All the same, it will trouble Stoute, who also trains for the Queen, that Fallon finds himself the subject of unfavourable, front-page coverage twice within six months.

In March, in the wake of an ill-judged ride that earned him a 21-day ban for failing to obtain the best possible placing in a race at Lingfield, Fallon was accused of being racing's "Mr Fixit" by the News of the World. Fallon strongly denied such a charge, he and his lawyer pointing out that nothing in the paper's five-page report on Fallon warranted such a moniker. Almost everyone within horseracing defended Fallon, but a Jockey Club charge of bringing racing into disrepute hangs over him none the less.

It is extremely unfortunate for racing's overall reputation that it has as champion jockey a man who attracts such controversy, however innocent he may be.
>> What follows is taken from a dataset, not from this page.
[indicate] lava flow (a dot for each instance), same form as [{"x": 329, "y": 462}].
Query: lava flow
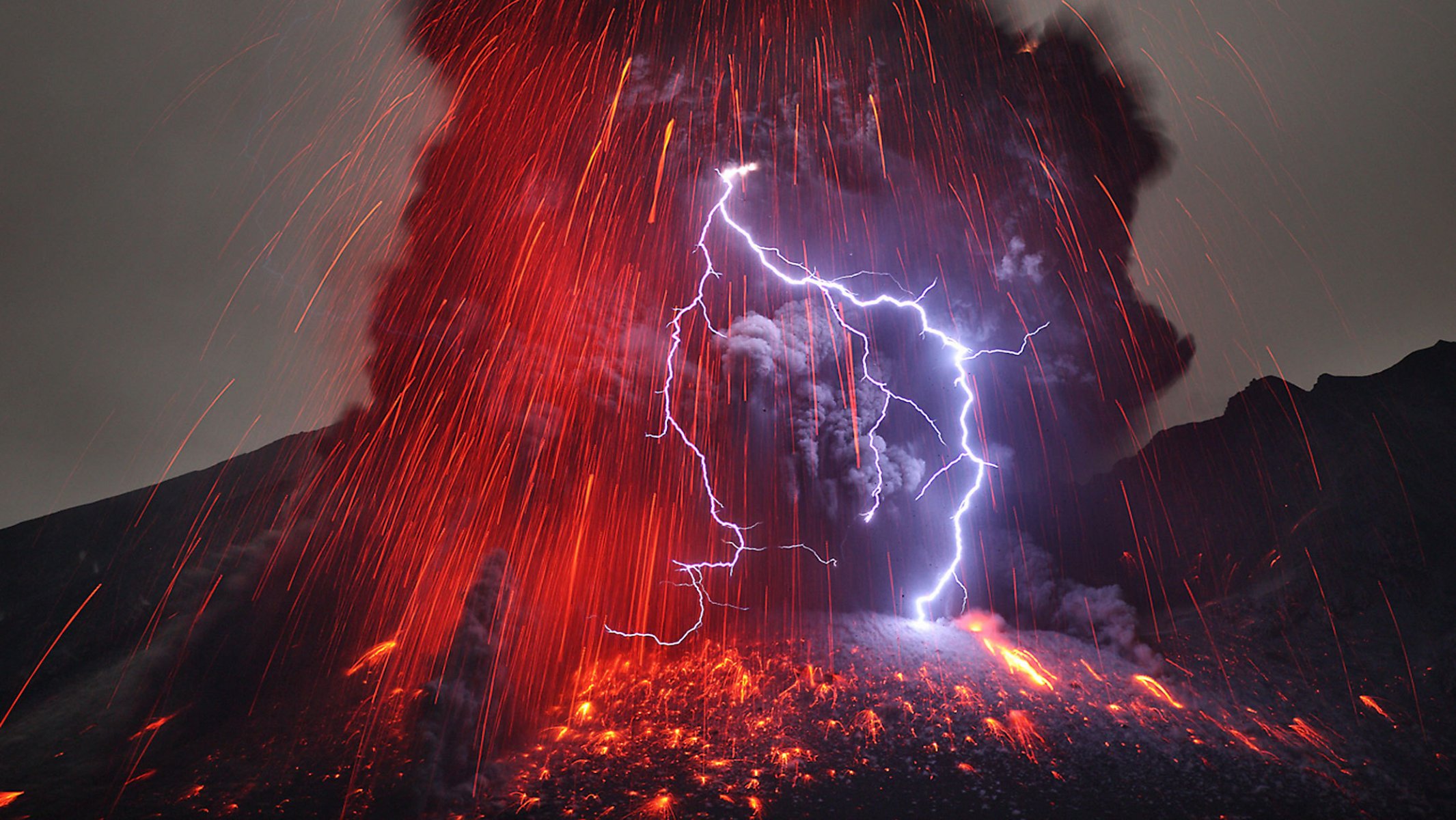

In 2002, he was the subject of further damaging allegations - again hotly denied - that he associated with known Triad members during a winter spell riding in Hong Kong.

In 2000, his career had seemed to be in ruins - for an equally unforeseen but somehow more acceptable reason. A fall at Royal Ascot, which left him trampled by horses, shredded his shoulder and left Fallon fearing he would never ride again.

Stoute, whose respect for his stable jockey's riding abilities should never be underestimated, straight away contacted one of his owners, Lord Weinstock, to ensure Fallon received the best Harley Street treatment. Again, during the jockey's convalescence, Stoute, a cricket enthusiast, fixed up Fallon with the West Indies' cricket physio. For that, Fallon credits the trainer with saving his career.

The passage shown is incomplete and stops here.